Faking data for security sounds unrealistic. However, it is an important strategy across data platforms. Formally known as data masking, it adds functional value to the same set that appears differently. Remember, its market value is marching towards USD 1268 million by 2028, making it a differentiator while picking the best tool. Before I discuss those, let’s understand what it’s all about and the top techniques.
Data masking creates a ‘copy’ of a data set with a similar structure but may vary in value. It is an important technique to protect sensitive data by making it unidentifiable and immutable to unauthorized users.
Data masking is important for ensuring consistency and usability across multiple databases. The purpose behind creating a functional substitute is to use it for QA, user training and demonstrations without revealing the actual values.
Importance of data masking
Emulating data to protect sensitive information and yet achieve a few other things has the following benefits:
• It enables organizations to stay in compliance with GDPR by eliminating the risk of sensitive data exposure. Thus, it offers a competitive edge to others.
• It ensures end-to-end security and makes the data useless even if hackers access it.
• Eliminates the risk of exposure during data sharing with third-party applications.
Moreover, organizations engaging in outsourced partnerships are at continuous risk of exposing their data to a third party. With masking, they can proceed with confidence and without any concerns. Among many, the following are the most common types of data where masking is widely applicable:
• Protected health information
• Personally Identifiable Information
• Payment Card Information
• Intellectual property
Top Data Masking Techniques
While there are many on the list, I am narrowing it down to the most important ones:
As the name suggests, this technique uses an encryption algorithm to mask the data. Only an encryption key can be used to decrypt it. The data is secure as long as authorized users only hold the key. In any case, unauthorized access could expose the data.
Scrambling jumbles the characters, numbers and special characters into a new data value that hides the original content.
It’s a simple technique, doesn’t imply to all data types and is not the best of all techniques to mask sensitive data. For example, the employee ID that reads 12345 is masked into 23154; it may not be difficult for hacking algorithms to decipher the original number.
This technique applies a null value to the targeted data column so that actual data stays hidden from any unauthorized user. However, it reduces data integrity and makes QA harder.
It masks the data by substituting its original value with a new one; without impacting the original contents and details. The simplistic technique works well across several data types. For example, masking the business partner names with a lookup file. Disguising the original ‘look’ often helps in protecting it from breaches.
Shuffling is a substitution done differently. It shuffles the masking data column with others. For example, shuffling the business partner names across multiple records. The new data looks accurate and yet doesn’t reveal any personal information. The only way to breach this technique would be to hack the shuffling algorithm.
Based on the pre-defined masking policy, this technique alters the data field. This includes increasing or decreasing the values. A simple example would be decreasing the date of the birth field by 100 days.

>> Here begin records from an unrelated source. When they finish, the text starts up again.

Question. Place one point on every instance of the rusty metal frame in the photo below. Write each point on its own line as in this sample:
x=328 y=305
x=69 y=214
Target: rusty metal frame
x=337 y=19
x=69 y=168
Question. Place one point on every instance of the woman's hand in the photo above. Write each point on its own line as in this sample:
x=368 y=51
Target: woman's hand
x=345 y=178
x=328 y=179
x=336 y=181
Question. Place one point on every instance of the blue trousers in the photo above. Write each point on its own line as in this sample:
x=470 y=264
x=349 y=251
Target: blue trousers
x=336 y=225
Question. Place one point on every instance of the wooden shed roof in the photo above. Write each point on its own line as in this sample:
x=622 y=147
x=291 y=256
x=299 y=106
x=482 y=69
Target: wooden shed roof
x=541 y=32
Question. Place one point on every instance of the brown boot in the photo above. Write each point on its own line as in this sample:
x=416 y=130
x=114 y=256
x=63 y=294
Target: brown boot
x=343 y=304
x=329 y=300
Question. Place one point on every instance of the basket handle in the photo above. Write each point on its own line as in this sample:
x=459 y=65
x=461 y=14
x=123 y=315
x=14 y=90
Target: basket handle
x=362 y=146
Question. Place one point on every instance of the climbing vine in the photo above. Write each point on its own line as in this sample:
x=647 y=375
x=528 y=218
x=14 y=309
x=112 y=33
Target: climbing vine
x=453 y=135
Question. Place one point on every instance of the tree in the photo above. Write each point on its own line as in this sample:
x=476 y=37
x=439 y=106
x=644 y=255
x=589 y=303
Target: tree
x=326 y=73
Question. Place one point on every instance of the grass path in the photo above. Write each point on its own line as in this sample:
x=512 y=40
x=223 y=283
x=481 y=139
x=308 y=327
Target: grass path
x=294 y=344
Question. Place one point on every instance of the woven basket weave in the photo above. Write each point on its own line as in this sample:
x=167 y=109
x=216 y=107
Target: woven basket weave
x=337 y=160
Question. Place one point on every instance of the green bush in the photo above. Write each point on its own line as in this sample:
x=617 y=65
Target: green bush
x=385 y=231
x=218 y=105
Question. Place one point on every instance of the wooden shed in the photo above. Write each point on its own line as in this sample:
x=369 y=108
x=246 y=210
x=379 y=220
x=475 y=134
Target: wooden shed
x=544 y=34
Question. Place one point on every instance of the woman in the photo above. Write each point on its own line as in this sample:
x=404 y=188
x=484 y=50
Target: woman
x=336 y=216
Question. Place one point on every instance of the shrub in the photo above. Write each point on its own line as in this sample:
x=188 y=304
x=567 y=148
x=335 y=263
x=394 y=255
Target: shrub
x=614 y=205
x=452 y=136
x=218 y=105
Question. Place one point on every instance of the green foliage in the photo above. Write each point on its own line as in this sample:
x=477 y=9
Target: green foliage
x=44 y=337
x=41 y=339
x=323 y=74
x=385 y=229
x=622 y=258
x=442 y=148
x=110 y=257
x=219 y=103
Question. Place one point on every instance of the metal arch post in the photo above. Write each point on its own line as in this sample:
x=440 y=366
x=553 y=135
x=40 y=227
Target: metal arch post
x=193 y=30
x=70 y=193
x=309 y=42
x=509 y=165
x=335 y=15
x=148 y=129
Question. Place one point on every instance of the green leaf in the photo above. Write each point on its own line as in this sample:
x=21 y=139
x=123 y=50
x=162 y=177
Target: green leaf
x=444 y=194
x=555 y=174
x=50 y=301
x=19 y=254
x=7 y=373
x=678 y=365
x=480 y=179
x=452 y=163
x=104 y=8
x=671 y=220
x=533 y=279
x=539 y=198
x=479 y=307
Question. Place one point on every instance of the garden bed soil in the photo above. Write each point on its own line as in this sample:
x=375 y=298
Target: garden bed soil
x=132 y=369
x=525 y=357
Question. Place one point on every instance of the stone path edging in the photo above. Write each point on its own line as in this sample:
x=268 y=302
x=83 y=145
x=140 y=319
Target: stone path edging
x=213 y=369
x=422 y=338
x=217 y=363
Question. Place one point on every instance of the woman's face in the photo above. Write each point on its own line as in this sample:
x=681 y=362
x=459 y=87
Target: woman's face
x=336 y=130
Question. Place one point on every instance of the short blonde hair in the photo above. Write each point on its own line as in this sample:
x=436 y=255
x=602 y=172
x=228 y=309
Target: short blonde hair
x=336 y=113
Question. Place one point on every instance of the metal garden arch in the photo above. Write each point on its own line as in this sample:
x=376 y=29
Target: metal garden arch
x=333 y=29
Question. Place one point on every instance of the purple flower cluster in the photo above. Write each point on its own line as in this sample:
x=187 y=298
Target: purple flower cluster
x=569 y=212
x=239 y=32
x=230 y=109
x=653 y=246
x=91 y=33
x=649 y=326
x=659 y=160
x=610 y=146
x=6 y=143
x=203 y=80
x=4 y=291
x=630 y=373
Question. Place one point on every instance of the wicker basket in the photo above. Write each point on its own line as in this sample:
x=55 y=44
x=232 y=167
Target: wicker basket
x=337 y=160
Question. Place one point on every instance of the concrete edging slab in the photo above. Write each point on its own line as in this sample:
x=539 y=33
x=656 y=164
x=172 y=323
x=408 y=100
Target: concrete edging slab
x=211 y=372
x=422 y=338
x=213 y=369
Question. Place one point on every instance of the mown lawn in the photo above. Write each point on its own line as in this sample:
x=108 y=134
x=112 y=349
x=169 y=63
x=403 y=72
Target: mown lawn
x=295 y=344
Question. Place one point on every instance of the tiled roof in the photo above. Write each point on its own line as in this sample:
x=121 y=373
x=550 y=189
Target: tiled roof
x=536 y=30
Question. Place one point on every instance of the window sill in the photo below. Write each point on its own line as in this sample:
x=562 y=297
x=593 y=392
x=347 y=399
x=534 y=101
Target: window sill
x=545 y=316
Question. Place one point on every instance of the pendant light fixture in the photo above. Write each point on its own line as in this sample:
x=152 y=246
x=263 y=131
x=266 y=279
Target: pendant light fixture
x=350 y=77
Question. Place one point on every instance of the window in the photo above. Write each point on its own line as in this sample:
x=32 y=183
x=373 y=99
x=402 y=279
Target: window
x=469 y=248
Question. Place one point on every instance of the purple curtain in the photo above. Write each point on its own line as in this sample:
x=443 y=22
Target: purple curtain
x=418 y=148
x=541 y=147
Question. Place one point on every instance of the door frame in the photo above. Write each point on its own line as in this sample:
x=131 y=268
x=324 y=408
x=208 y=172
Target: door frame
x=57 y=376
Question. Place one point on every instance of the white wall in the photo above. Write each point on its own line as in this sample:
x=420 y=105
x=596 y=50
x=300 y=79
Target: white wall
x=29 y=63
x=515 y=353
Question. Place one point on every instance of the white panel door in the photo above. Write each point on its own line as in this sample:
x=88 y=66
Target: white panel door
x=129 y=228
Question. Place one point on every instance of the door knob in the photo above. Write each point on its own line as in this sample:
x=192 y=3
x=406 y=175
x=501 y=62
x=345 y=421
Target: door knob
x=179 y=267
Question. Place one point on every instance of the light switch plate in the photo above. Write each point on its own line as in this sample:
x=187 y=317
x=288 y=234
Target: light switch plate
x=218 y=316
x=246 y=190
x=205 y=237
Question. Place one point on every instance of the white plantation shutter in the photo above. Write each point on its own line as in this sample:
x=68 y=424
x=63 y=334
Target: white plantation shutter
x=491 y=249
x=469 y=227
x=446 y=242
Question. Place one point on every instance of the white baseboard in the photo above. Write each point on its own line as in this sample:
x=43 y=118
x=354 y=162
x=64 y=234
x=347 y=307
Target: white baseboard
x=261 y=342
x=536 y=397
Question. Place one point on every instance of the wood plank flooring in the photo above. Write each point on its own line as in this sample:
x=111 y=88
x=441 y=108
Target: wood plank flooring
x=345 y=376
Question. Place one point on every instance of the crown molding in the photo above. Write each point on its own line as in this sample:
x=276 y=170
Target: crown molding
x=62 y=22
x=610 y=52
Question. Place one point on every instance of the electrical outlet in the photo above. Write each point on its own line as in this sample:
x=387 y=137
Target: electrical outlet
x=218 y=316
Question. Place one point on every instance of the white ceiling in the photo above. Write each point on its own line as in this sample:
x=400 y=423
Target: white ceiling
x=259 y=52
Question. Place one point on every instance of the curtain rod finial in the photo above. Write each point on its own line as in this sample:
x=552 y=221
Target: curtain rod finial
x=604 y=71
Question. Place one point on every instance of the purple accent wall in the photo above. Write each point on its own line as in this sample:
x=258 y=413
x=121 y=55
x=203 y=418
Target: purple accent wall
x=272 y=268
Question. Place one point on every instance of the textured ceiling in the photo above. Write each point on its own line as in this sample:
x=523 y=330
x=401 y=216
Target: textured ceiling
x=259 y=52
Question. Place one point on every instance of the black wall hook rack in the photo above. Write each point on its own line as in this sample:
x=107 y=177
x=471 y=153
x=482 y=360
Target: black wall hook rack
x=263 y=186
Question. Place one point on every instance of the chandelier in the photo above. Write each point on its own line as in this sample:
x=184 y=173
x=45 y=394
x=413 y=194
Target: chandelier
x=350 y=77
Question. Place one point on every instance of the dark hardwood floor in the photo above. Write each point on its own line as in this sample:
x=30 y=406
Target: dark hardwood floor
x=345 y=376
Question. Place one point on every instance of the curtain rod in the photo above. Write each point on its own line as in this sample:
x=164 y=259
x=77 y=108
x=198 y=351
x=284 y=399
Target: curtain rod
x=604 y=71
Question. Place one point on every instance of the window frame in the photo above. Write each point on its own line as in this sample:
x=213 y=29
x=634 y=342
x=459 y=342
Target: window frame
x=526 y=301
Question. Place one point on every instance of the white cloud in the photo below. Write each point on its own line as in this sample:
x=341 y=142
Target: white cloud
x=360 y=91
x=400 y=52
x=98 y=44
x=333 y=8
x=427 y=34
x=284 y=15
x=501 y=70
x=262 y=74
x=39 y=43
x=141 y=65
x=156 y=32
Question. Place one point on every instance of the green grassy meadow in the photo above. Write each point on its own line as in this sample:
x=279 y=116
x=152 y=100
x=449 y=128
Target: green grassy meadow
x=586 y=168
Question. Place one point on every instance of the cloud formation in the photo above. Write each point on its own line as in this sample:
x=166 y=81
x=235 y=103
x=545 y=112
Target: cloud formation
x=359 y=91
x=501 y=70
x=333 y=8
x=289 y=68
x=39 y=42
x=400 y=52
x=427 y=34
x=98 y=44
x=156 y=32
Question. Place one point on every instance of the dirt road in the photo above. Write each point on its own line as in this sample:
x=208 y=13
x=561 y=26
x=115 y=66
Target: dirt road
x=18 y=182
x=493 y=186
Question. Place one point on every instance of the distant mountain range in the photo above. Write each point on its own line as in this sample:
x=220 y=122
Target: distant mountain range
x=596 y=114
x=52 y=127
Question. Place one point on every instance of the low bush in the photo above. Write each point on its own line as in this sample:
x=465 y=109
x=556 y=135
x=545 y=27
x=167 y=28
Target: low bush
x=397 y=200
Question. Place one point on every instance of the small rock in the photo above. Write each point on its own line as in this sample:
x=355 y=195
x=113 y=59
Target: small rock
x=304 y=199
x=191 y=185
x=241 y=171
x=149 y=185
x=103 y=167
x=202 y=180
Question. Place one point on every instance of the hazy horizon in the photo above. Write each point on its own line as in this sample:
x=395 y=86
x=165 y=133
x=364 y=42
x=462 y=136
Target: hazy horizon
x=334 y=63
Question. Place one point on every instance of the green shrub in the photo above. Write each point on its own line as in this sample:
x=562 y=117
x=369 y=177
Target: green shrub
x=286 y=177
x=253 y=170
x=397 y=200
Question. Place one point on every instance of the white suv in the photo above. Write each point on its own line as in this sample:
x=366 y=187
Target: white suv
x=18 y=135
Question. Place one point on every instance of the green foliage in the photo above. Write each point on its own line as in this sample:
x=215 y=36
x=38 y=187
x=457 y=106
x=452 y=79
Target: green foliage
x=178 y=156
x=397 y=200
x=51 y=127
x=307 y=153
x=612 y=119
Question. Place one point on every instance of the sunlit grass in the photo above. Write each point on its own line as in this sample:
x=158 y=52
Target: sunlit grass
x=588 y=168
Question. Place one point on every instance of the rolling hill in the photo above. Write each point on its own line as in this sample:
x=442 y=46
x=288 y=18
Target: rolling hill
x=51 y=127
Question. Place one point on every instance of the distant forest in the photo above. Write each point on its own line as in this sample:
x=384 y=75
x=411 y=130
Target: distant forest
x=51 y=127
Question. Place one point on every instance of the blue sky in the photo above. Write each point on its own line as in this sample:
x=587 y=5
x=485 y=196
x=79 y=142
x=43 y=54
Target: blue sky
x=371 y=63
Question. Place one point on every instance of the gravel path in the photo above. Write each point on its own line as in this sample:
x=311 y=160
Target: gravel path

The drawback of this method is that because the same policy applies to all values in a field, the compromise of one value results in the compromise of all values.
Pseudonymisation is a relatively newer term and, thus technique introduced with the GDPR guidelines. It implies that the data can’t be used for personal identification and requires removing direct identifiers and multiple identifiers that, upon combining, could potentially disclose an identity. Encoding identifiers protects user privacy and preserves the credibility of the masked data.
Redaction implies using generic values to replace sensitive data that is not required for QA or development purposes. Here, the data has no attributes similar to the original set.
Averaging means hiding the individual values except for their aggregate or average. A very simple example would be hiding the salaries in an employee details table and only showcasing their average.
High-performance data platforms
The degree of security by masking data directly depends upon the performance of the data management platform. That is exactly why many data platforms, especially test data management solutions, pitch masking as an integral component.
For example, Oracle’s Data Masking Subsetting solution abbreviates cost by provisioning masked data for testing purposes. It helps in abbreviating IT costs.
Informatica’s dynamic data masking de-identifies the data sets and prevents unauthorized access to production environments such as order management, customer support, etc. It hides user-sensitive data such as name, age, accounts, role etc.
While we are at it, K2View’s data masking is surely the highlight of 2022. The popular data fabric and product platform capture data from fragmented points according to product schemas such as the business entity.
The fabric saves masked data for every business entity in an exclusive micro-database. With such an innovative approach, K2View executes dynamic masking for varied use cases such as test data management, legacy application modernization, pipelining and tokenization.
Other popular names include Delphix, DataProf, IBM Infosphere, CA, etc.
As discussed, data masking techniques are mostly simple yet highly effective in ensuring an end to end security for large data volumes. They enable the real data to be used for alternative functionalities such as testing, demos and training. While the scope of masking goes beyond, the above-mentioned techniques provide starting details. I recommend partnering with the right data product platform that provides integrated components including masking, pipelining, orchestrating, etc.